Nigerians and Kenyans are confident about growth in the market and expect their incomes to grow next year, this is according to a Standard Chartered commissioned survey targeting 7,000 emerging affluent consumers across seven of its markets.
“The majority of the people surveyed saw growth next year being good and when we looked at some of the African numbers, nine out of ten Nigerians, seven out of ten Kenyans expected to see their incomes grow next year,” said Razia Khan, Chief Economist Africa at Standard Chartered Bank.
Khan says what she found interesting especially considering where we are today considering China’s growth outlook and the correction in commodity prices, was how confident emerging markets are.
“There’s been a great deal of bearishness about emerging markets growth prospects, perhaps the big take away for me, from this survey was that when it comes to the emerging affluent in emerging markets themselves, they are remarkably confident about prospects,” said Khan.

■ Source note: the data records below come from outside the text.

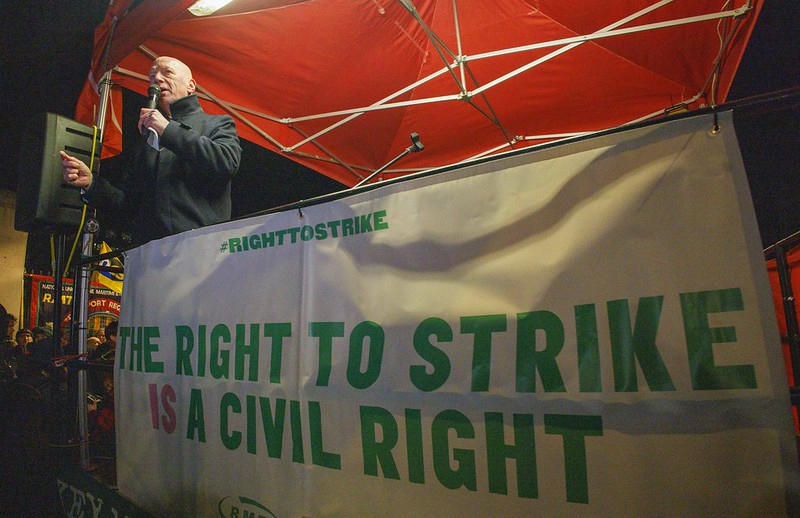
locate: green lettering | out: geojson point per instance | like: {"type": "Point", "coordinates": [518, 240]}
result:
{"type": "Point", "coordinates": [523, 452]}
{"type": "Point", "coordinates": [196, 428]}
{"type": "Point", "coordinates": [701, 337]}
{"type": "Point", "coordinates": [482, 327]}
{"type": "Point", "coordinates": [529, 360]}
{"type": "Point", "coordinates": [640, 344]}
{"type": "Point", "coordinates": [325, 331]}
{"type": "Point", "coordinates": [574, 429]}
{"type": "Point", "coordinates": [464, 473]}
{"type": "Point", "coordinates": [378, 452]}
{"type": "Point", "coordinates": [438, 359]}
{"type": "Point", "coordinates": [365, 331]}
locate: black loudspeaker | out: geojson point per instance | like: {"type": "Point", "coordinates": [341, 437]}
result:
{"type": "Point", "coordinates": [44, 201]}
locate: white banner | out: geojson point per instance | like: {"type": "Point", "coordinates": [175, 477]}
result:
{"type": "Point", "coordinates": [581, 331]}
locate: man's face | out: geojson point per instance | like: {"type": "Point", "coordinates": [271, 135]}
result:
{"type": "Point", "coordinates": [174, 78]}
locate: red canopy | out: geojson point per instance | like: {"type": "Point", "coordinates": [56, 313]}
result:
{"type": "Point", "coordinates": [340, 85]}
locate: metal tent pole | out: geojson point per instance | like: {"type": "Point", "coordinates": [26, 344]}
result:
{"type": "Point", "coordinates": [82, 287]}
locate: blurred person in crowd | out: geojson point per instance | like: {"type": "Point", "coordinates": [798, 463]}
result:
{"type": "Point", "coordinates": [43, 349]}
{"type": "Point", "coordinates": [103, 357]}
{"type": "Point", "coordinates": [23, 339]}
{"type": "Point", "coordinates": [91, 344]}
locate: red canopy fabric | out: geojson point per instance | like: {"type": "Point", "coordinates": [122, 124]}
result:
{"type": "Point", "coordinates": [340, 85]}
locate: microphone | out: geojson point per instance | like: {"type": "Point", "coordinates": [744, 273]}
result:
{"type": "Point", "coordinates": [153, 93]}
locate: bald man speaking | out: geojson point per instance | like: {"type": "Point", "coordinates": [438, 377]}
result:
{"type": "Point", "coordinates": [182, 180]}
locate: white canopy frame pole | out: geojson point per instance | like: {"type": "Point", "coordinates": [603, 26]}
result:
{"type": "Point", "coordinates": [461, 62]}
{"type": "Point", "coordinates": [574, 41]}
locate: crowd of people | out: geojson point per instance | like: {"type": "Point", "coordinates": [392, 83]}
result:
{"type": "Point", "coordinates": [32, 358]}
{"type": "Point", "coordinates": [39, 405]}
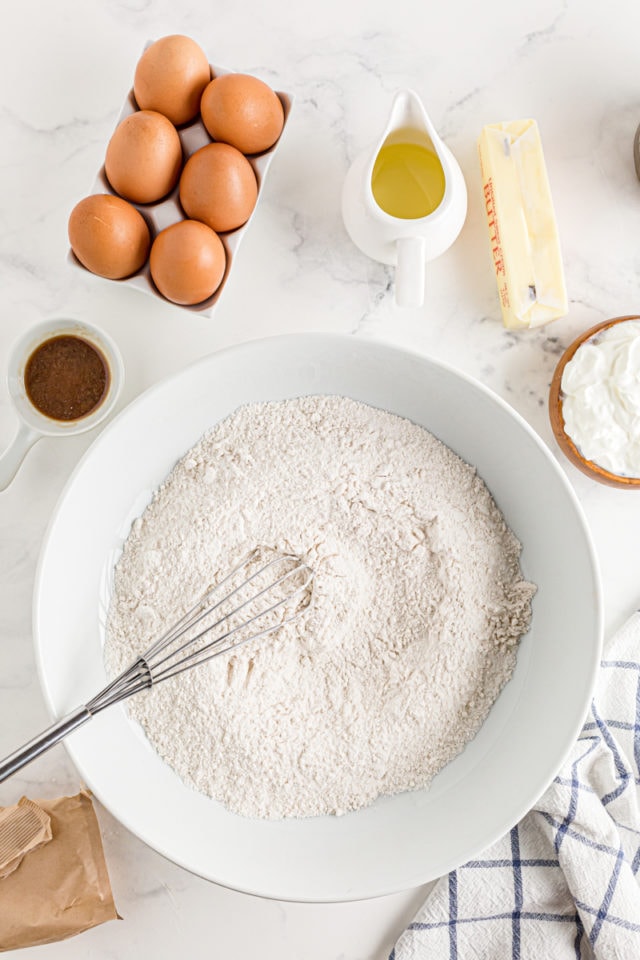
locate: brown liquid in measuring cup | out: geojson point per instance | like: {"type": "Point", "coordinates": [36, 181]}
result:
{"type": "Point", "coordinates": [66, 378]}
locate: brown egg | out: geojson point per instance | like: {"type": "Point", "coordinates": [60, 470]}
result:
{"type": "Point", "coordinates": [170, 77]}
{"type": "Point", "coordinates": [144, 157]}
{"type": "Point", "coordinates": [109, 236]}
{"type": "Point", "coordinates": [243, 111]}
{"type": "Point", "coordinates": [187, 262]}
{"type": "Point", "coordinates": [218, 187]}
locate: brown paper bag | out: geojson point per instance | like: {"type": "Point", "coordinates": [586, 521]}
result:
{"type": "Point", "coordinates": [60, 886]}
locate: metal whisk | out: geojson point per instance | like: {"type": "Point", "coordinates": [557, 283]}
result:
{"type": "Point", "coordinates": [229, 614]}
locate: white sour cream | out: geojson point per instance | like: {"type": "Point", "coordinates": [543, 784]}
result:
{"type": "Point", "coordinates": [601, 399]}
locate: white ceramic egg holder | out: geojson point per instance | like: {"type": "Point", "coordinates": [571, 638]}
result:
{"type": "Point", "coordinates": [168, 210]}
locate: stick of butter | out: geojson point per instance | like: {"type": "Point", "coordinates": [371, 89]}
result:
{"type": "Point", "coordinates": [522, 225]}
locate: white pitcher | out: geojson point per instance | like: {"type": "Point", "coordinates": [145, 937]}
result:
{"type": "Point", "coordinates": [406, 241]}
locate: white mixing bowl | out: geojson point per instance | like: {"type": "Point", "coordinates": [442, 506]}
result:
{"type": "Point", "coordinates": [399, 841]}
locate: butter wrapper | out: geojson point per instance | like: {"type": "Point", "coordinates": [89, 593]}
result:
{"type": "Point", "coordinates": [522, 225]}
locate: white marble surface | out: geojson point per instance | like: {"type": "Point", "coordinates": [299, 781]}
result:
{"type": "Point", "coordinates": [65, 68]}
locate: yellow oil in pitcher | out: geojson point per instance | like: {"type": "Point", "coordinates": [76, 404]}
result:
{"type": "Point", "coordinates": [407, 180]}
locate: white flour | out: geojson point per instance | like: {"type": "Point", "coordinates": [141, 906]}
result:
{"type": "Point", "coordinates": [418, 605]}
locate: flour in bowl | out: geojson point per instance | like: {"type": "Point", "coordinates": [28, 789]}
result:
{"type": "Point", "coordinates": [417, 608]}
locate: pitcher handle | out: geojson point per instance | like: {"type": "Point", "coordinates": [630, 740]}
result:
{"type": "Point", "coordinates": [410, 271]}
{"type": "Point", "coordinates": [13, 456]}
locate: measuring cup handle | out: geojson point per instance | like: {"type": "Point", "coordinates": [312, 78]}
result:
{"type": "Point", "coordinates": [410, 271]}
{"type": "Point", "coordinates": [15, 453]}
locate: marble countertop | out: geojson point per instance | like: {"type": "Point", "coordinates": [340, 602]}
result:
{"type": "Point", "coordinates": [65, 69]}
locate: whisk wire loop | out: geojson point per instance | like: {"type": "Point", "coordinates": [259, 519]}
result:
{"type": "Point", "coordinates": [179, 649]}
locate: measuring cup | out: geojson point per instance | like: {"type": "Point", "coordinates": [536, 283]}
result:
{"type": "Point", "coordinates": [33, 424]}
{"type": "Point", "coordinates": [407, 241]}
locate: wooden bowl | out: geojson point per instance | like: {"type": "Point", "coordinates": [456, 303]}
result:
{"type": "Point", "coordinates": [565, 442]}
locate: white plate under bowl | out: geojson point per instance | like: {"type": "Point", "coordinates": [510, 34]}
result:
{"type": "Point", "coordinates": [399, 841]}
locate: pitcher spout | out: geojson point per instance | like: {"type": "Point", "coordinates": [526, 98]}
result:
{"type": "Point", "coordinates": [409, 123]}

Another interesting find is that buying property first is a priority for Kenyans followed by starting their own businesses.

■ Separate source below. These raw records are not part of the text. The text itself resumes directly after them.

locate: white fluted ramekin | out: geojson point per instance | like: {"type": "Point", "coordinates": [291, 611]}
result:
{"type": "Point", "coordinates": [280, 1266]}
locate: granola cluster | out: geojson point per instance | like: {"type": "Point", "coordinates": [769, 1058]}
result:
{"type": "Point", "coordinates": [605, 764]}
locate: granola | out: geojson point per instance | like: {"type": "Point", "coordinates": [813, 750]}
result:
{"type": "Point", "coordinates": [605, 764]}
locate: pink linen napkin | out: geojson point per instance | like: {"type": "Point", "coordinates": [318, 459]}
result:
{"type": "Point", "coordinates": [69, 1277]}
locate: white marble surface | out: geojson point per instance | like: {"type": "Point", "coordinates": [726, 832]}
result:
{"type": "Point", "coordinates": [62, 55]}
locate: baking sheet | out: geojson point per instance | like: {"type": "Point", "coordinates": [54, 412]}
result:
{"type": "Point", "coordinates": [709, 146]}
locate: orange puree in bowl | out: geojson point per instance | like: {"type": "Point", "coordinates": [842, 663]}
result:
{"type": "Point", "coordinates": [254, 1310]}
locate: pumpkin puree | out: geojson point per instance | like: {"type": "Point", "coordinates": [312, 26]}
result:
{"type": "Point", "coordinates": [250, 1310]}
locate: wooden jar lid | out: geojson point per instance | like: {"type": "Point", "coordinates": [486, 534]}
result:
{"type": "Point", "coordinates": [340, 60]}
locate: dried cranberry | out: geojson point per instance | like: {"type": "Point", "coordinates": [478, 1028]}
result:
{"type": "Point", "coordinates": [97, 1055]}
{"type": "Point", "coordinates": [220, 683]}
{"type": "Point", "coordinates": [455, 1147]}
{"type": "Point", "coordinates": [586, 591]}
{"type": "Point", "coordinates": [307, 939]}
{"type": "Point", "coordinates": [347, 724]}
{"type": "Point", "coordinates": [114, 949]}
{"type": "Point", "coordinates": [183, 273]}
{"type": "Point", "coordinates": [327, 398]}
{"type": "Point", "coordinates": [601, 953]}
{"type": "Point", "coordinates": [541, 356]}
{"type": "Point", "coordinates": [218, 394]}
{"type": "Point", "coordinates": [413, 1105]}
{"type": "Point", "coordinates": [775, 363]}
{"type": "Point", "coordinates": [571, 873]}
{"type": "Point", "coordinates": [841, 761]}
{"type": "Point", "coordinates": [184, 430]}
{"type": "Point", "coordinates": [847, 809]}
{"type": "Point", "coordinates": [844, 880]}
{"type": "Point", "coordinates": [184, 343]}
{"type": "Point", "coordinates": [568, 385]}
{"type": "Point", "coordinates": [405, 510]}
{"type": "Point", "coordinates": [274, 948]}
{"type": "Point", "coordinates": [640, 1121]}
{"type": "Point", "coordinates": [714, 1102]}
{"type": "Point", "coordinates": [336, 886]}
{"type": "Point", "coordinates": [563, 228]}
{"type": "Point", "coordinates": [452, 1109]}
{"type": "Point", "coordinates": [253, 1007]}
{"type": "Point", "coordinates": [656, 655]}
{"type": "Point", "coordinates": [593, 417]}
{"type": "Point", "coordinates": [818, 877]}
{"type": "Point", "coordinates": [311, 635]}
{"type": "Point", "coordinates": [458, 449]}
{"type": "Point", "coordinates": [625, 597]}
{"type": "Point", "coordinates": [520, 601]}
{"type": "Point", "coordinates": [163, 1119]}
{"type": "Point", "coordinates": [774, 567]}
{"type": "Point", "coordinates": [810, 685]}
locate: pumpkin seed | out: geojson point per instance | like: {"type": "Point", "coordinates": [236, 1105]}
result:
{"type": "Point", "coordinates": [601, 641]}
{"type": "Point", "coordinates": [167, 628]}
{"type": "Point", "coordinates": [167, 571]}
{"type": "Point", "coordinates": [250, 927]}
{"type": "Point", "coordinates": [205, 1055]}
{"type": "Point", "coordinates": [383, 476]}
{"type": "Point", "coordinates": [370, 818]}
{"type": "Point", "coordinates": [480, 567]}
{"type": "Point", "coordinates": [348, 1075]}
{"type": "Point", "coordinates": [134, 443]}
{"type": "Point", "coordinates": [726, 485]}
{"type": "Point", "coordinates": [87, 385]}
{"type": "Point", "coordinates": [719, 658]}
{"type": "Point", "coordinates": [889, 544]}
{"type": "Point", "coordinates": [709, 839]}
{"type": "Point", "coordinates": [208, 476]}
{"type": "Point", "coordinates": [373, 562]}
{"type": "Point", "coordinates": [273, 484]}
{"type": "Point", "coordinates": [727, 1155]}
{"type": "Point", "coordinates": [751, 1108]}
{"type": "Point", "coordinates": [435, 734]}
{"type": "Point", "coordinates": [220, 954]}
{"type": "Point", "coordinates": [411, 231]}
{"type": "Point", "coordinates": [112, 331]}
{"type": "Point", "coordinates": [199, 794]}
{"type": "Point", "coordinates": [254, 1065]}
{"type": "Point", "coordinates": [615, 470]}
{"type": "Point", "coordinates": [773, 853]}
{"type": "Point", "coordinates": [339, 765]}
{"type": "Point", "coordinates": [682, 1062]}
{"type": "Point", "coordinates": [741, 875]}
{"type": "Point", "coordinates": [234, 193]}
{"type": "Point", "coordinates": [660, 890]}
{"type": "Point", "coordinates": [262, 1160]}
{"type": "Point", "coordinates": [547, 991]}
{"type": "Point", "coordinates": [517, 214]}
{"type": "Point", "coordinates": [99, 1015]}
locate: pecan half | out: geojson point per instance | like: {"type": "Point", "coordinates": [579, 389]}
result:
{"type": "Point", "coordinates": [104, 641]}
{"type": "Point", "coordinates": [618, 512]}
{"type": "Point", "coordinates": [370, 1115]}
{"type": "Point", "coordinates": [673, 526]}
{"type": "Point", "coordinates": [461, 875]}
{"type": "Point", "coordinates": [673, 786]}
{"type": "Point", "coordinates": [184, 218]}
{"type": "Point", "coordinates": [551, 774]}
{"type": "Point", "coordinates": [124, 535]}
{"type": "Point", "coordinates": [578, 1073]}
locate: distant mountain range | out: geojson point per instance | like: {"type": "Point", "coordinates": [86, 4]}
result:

“What was also interesting was to see the consistency of aspiration across the emerging affluent, regardless of the markets that they were living in,” said Khan.
“Whether we are considering the more developed market such as Hong Kong and Singapore, whether we are looking at the likes of China, Indonesia, India or even Kenya or Nigeria.”
Nigerians appear to prioritise saving, the survey showed that they expected to put aside a larger portion of their income towards savings compared to the other surveyed countries in the next 12 months.
Khan agrees that confidence is an important driver for an economy so if people are confident they then make confident decisions in the market somewhat resulting in a self-fulfilling prophecy.
The report however did relay slightly more subdued confidence levels in Kenya compared to the other sampled markets.
“In Kenya’s case the issue of insecurity is of course something that has understandably weighed in confidence but for the most part we were seeing a picture of a great deal of optimism around future prospects,” said Khan.
The survey targeted 7,000 emerging affluent consumers across seven of its markets – Hong Kong, China, India, Indonesia, Kenya, Nigeria and Singapore.
“What the consumers from these very economies are telling us is that they are confident about the near term mostly, confident about being able to achieve their own ambitions and their own wealth and savings goals over the next five to ten years and that has got to be a significant driver in terms of the growth outcomes that we eventually see,” said Khan.